Oil prices settled lower on Thursday, at one point touching their lowest since early August as U.S. unemployment data fed fears of a slow recovery for the economy and fuel demand a day after weak U.S. gasoline demand data.
Brent crude LCOc1 settled down 36 cents, or 0.8%, to $44.07 a barrel. U.S. West Texas Intermediate (WTI) crude CLc1 futures were down 14 cents, or 0.3%, at $41.37 a barrel.
Both benchmarks fell more than 2% earlier in the session.
U.S. stock prices sank as investors sold high-flying tech stocks and worried about economic recovery after Labor Department data showed the number of Americans filing new claims for unemployment reached a seasonally adjusted 881,000 for the latest week. Continuing claims remained high, with millions out of work.
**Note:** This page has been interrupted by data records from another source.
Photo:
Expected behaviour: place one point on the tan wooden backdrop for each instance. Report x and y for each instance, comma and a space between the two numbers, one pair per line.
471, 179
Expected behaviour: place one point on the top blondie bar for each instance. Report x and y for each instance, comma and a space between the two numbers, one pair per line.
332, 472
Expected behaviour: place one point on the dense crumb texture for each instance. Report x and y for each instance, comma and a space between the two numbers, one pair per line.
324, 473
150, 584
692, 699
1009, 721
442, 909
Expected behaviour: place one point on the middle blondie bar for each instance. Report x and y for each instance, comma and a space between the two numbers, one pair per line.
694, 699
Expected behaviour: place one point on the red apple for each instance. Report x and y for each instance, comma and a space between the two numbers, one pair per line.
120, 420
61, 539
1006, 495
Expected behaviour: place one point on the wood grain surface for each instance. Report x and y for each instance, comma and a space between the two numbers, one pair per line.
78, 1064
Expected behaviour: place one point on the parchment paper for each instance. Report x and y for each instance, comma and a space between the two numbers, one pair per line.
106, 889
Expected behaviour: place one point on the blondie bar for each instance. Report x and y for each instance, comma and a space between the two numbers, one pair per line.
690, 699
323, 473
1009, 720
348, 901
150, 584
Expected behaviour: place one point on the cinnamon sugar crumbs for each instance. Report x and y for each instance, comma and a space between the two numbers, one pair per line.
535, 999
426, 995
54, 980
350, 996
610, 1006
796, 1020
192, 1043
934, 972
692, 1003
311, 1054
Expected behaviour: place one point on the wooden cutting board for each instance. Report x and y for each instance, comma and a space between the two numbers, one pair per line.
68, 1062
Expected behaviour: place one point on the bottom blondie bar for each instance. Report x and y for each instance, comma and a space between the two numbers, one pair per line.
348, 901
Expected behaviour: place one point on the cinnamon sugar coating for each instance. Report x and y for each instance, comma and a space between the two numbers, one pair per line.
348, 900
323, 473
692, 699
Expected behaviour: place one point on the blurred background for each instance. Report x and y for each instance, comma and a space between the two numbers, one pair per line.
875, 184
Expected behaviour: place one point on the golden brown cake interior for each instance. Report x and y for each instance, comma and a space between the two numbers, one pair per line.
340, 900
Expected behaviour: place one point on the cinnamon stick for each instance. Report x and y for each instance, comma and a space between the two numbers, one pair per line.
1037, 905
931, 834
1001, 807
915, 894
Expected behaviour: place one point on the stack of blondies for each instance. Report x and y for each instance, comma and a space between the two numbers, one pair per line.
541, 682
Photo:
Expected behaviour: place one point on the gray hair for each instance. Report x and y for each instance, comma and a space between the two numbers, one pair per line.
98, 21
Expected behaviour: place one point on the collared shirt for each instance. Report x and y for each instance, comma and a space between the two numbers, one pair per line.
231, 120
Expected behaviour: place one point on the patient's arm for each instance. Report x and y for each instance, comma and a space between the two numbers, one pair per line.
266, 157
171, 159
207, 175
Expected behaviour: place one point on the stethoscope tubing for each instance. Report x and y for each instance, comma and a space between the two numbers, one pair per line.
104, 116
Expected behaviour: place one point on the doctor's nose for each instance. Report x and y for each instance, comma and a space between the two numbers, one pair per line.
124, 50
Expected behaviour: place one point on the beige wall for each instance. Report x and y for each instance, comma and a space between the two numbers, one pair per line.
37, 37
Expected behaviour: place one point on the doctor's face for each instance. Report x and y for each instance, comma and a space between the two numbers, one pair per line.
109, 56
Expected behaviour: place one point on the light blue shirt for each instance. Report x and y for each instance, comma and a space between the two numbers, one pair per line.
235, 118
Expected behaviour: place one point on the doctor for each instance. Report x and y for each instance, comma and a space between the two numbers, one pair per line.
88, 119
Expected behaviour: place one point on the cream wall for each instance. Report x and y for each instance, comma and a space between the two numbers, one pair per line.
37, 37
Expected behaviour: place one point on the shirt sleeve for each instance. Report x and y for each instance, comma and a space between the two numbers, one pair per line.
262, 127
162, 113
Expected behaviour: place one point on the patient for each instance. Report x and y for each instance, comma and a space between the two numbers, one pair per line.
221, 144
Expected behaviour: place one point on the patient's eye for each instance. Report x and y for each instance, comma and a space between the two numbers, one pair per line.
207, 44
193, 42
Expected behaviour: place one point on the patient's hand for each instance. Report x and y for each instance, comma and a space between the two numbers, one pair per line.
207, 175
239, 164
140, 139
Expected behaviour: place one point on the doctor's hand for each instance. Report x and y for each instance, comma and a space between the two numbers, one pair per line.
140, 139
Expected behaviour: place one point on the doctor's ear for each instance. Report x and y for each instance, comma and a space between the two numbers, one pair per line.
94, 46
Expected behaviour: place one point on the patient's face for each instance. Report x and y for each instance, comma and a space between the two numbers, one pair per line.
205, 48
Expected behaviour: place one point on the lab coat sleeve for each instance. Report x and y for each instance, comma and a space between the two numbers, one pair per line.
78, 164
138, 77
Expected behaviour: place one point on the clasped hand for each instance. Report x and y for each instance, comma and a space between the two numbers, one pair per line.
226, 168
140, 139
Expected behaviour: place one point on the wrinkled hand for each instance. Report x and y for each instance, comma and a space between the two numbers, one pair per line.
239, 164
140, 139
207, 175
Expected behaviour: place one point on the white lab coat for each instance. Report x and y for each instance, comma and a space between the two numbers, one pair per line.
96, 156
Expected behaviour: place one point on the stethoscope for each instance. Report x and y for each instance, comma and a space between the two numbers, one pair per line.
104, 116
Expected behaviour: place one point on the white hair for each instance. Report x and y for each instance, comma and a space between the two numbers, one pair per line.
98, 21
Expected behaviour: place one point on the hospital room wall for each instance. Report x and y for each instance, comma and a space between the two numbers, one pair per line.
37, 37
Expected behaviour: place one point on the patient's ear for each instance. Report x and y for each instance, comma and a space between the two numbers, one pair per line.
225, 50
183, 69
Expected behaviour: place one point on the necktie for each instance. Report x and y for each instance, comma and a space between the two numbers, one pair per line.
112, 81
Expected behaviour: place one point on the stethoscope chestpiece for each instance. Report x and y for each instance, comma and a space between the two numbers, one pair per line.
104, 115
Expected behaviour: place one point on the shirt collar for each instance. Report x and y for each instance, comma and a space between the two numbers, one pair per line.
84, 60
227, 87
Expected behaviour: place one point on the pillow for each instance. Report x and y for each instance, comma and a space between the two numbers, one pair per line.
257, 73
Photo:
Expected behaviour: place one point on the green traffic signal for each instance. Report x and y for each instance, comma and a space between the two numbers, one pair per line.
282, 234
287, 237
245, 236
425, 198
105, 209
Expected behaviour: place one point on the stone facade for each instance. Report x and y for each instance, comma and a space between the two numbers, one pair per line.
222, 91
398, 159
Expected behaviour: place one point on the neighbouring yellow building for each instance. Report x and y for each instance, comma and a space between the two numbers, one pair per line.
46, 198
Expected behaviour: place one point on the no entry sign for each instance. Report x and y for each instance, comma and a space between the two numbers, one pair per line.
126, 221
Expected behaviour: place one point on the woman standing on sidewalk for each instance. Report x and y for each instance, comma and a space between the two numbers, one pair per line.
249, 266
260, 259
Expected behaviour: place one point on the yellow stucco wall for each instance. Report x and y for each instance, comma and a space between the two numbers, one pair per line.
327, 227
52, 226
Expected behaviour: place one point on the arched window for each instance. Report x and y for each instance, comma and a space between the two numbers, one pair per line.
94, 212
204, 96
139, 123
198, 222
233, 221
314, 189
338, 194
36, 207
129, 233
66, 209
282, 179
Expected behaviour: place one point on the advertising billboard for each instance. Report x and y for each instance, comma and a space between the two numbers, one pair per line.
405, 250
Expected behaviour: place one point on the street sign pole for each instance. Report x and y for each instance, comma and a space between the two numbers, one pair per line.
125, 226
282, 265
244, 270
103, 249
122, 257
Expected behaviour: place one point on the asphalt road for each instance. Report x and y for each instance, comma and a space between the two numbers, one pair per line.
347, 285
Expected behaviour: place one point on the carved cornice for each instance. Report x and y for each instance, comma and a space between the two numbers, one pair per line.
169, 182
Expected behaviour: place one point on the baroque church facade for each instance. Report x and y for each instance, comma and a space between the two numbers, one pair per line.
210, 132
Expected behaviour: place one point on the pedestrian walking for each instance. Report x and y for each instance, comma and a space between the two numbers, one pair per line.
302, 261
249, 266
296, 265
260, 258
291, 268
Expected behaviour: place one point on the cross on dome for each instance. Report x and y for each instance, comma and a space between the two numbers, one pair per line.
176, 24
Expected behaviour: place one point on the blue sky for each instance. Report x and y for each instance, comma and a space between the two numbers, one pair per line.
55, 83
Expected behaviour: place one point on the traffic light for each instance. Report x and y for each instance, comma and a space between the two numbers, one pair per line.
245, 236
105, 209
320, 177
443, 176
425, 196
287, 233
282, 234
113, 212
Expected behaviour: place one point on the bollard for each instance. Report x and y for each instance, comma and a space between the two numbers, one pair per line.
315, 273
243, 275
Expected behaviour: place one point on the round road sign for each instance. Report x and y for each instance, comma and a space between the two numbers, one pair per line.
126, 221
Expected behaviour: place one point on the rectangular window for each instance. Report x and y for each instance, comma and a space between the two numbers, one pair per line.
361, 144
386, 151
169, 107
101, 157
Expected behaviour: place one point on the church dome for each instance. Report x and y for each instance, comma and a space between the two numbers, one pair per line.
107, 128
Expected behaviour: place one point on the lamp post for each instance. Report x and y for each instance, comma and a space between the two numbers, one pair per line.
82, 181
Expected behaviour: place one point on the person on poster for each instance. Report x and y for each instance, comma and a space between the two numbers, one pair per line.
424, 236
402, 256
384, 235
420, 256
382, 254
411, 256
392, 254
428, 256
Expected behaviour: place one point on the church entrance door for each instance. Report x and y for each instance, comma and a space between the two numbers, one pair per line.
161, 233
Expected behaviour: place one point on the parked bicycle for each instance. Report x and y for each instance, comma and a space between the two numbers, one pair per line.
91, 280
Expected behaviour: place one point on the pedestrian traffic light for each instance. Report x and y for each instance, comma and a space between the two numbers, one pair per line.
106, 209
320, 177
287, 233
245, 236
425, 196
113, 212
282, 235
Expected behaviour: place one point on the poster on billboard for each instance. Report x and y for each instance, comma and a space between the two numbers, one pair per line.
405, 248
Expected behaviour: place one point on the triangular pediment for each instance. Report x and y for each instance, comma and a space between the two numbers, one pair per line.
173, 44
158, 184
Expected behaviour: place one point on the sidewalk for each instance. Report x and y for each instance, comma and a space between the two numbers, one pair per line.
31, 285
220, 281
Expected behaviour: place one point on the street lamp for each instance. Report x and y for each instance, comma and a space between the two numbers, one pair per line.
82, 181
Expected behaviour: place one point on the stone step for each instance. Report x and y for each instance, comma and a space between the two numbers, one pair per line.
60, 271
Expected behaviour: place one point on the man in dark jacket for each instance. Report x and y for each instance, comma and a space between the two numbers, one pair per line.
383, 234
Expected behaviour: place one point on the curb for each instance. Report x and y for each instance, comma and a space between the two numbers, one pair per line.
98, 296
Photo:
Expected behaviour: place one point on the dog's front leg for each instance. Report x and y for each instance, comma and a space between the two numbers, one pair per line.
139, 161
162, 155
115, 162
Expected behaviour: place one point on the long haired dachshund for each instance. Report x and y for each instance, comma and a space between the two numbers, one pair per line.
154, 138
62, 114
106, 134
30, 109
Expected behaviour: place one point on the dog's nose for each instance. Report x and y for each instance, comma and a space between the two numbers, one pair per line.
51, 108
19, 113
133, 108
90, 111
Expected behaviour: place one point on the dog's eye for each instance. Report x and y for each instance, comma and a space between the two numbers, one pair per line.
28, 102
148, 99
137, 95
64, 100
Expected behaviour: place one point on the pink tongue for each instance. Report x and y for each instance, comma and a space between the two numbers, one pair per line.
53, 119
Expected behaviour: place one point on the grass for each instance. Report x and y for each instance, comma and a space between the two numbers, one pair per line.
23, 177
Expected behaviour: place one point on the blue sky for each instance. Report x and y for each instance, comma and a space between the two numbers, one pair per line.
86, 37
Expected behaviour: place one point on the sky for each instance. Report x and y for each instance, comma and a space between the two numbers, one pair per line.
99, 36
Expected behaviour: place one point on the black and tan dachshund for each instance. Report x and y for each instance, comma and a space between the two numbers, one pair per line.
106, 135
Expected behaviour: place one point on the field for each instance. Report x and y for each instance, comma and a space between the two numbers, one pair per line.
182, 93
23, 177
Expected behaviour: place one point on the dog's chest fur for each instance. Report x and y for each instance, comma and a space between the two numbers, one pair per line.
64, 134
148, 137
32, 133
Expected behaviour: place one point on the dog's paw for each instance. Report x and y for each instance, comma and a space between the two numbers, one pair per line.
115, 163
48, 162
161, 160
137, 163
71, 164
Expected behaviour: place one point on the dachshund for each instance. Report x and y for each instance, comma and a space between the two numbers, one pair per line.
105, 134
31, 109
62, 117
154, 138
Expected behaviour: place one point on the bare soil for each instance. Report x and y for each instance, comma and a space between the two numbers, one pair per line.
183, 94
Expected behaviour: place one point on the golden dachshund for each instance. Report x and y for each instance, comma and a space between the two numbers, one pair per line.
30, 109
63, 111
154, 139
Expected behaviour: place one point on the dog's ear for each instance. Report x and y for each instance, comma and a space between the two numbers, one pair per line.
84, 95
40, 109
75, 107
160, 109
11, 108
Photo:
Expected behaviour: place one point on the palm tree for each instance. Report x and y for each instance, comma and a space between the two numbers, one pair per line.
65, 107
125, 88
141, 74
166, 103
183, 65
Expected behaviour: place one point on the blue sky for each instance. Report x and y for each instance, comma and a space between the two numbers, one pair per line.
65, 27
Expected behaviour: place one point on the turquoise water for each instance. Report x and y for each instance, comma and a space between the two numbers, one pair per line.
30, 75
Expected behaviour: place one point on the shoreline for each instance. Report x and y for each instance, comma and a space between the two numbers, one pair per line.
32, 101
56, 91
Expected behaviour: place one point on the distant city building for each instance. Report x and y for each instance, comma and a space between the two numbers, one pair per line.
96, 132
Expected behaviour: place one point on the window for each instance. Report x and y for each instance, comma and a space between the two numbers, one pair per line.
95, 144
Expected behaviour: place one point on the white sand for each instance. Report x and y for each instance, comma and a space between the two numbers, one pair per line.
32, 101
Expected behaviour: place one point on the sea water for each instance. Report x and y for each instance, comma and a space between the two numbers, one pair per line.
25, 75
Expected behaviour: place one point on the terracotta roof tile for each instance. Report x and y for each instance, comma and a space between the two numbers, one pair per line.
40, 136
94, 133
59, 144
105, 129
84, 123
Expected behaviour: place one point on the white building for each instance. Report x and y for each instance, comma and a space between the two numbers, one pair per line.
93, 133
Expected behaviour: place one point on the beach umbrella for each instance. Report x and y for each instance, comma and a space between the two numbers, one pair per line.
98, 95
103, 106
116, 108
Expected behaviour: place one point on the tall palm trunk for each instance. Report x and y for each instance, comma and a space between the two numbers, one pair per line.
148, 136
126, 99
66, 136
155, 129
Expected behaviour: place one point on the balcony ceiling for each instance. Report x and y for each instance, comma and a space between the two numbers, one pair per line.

A day earlier both oil benchmarks fell more than 2% after U.S. Energy Information Administration (EIA) data showed domestic gasoline demand last week fell to 8.78 million barrels per day (bpd) from 9.16 million bpd a week earlier. Consumption of other oil products also fell. [EIA/S]
“The market failed to react positively to the drawdown in inventories and then threw in the towel for the Labor Day weekend,” said Phil Flynn, analyst at Price Futures Group in Chicago.
Analysts warn that upcoming refinery maintenance and the end of the summer driving season could also limit crude demand.
WTI crude has come under pressure “after U.S. refiners earmarked a long list of maintenance closures over the coming months that will no doubt impact demand for crude oil”, ANZ Research said in a note on Thursday.
Due to shutdowns ahead of Hurricane Laura, U.S. refinery utilization rates fell by 5.3 percentage points to 76.7% of total capacity, the EIA said. Some analysts believe processing will not rebound in the fall.
“Refineries running at low run rates will leave a lot of crude oil on the sidelines. That crude oil goes to storage. Bloated storage puts pressure on prices,” said Bob Yawger, director of energy futures at Mizuho.